Editor to the Letter

By Devin Harper

As the chief editor of Dragon Eagle, I’ve got a pretty easy job. Editing is, at its essence, a spirited dialogue between the author and editor. But since most of our authors are dead, I’m left with no choice but to publish their work the way they intended: word-for-word with zero revision or proofreading.

So instead, I’ve decided to devote my time to this monthly column, where I analyze pieces submitted to Dragon Eagle and offer advice on how to improve them. This first example comes from an entry into our short story contest last July. Let’s take a look at the opening paragraph:

John closed his eyes, knowing full well he would walk out of this room, and through the door that led to the outside of said room, the one he was currently in, a changed man. He opened his mouth and sucked in several deep gulps of the nitrogen-oxygen mixture – no breathing through the nose for him. Once his blood was adequately oxygenated, he took a step forward, first by lifting his right foot off the ground, and second by placing it back on the ground several inches ahead of its prior position. This process was repeated with the utmost of mechanical precision. In the gaps between his blinks, John was left to absorb and process the visual data. The carpet was a motley of red, green, brown, yellow, pink and orange and several other colors, but the walls, in sharp contrast, were of a single tan color, and, as he expected, John could not see his reflection in them. His body lurched forward of its own momentum and came to a halt. John, using his lower appendages as a fulcrum, stood there.

Pretty good. There’s a few things, though, I might change to tighten things up. For example, the sentence “He opened his mouth and sucked in several deep gulps of the nitrogen-oxygen mixture” is a little wordy. I might write it like this: “His mouth opened and drew in several deep gulps of the nitrogen-oxygen mixture.”

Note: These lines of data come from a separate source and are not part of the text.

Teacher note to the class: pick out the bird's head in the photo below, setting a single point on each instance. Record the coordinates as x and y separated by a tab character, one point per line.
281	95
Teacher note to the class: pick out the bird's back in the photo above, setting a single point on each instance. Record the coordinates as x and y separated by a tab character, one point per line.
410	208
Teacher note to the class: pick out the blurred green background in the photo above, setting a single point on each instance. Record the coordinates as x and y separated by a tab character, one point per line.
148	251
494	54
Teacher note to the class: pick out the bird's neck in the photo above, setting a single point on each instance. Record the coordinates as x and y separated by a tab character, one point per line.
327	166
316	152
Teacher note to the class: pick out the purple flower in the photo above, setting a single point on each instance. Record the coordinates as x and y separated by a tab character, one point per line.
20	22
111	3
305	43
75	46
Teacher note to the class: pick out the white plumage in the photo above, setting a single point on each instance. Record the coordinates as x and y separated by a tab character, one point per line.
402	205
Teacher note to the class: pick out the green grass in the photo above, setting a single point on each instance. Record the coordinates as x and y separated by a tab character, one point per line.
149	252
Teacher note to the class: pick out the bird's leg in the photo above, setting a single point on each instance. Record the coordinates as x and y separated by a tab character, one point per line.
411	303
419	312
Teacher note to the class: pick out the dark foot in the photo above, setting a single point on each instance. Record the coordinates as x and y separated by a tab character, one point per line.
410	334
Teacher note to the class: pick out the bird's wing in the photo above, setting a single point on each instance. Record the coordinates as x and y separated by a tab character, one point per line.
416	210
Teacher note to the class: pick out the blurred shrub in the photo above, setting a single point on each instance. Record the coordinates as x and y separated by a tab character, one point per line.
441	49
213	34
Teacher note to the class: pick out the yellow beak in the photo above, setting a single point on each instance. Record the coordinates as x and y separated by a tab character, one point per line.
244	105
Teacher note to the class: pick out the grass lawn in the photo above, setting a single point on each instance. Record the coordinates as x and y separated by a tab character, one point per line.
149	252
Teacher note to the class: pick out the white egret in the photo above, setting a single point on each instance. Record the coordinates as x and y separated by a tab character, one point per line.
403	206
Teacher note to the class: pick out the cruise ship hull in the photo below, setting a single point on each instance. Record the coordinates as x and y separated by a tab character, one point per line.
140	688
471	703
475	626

And I think the author has a slight tendency to use big words where a small one would suffice.  We could turn “Once his blood was adequately oxygenated” into “Once his body was adequately oxygenated.” With those changes, our edited paragraph might look something like this:

John closed his eyes, knowing full well he would walk out of this room, and through the door that led to the outside of the room, the one he was currently in, a different man. His mouth opened and drew in several deep gulps of the nitrogen-oxygen mixture – no breathing through the nose for him. Once his body was adequately oxygenated, he took a step forward, first by lifting his right foot off the ground, and second by placing it back on the ground several inches ahead of its earlier position. This process was repeated with the utmost of mechanical precision. In the gaps in his blinks, John was left to absorb and process the visual data. The carpet was a motley of red, green, brown, yellow, pink and orange and several more colors, but the walls, in sharp contrast, were of a single tan color, and, as he expected, John could not see his reflection in them. His body lurched forward of its own momentum and came to a halt. John, using his lower appendages as a fulcrum, stood there.

Let’s look at another example. This one comes from a blood-stained napkin an anonymous author slid under our office door one evening:

Strength. Beauty. Brutality. Honor. Decorum. Love. The men were out there, bodies heaving, mouths panting, ears listening, finally putting into practice what they’d only seen etched so passionately on chalkboards. For some, the battle inward was more harrowing than the one they were chasing outwardly. It was not just the darkness of defeat, for that they’d been prepared for since birth. No, it was the obliteration of the self that truly haunted them. Perhaps it was the intimacy, to be in such close proximity to the enemy, to look into the eyes of a man who could be your brother and taste his sweat. And in this moment they knew you’d have the cut off the head of sympathy the moment it reared its head.

Again, not bad writing per se, but a little wordy. You get the sense the author’s relying a bit too much on unnecessary jargon. With some minor edits, we’re left with this:

The Detroit Pistons defeat the Chicago Bulls, 107-91.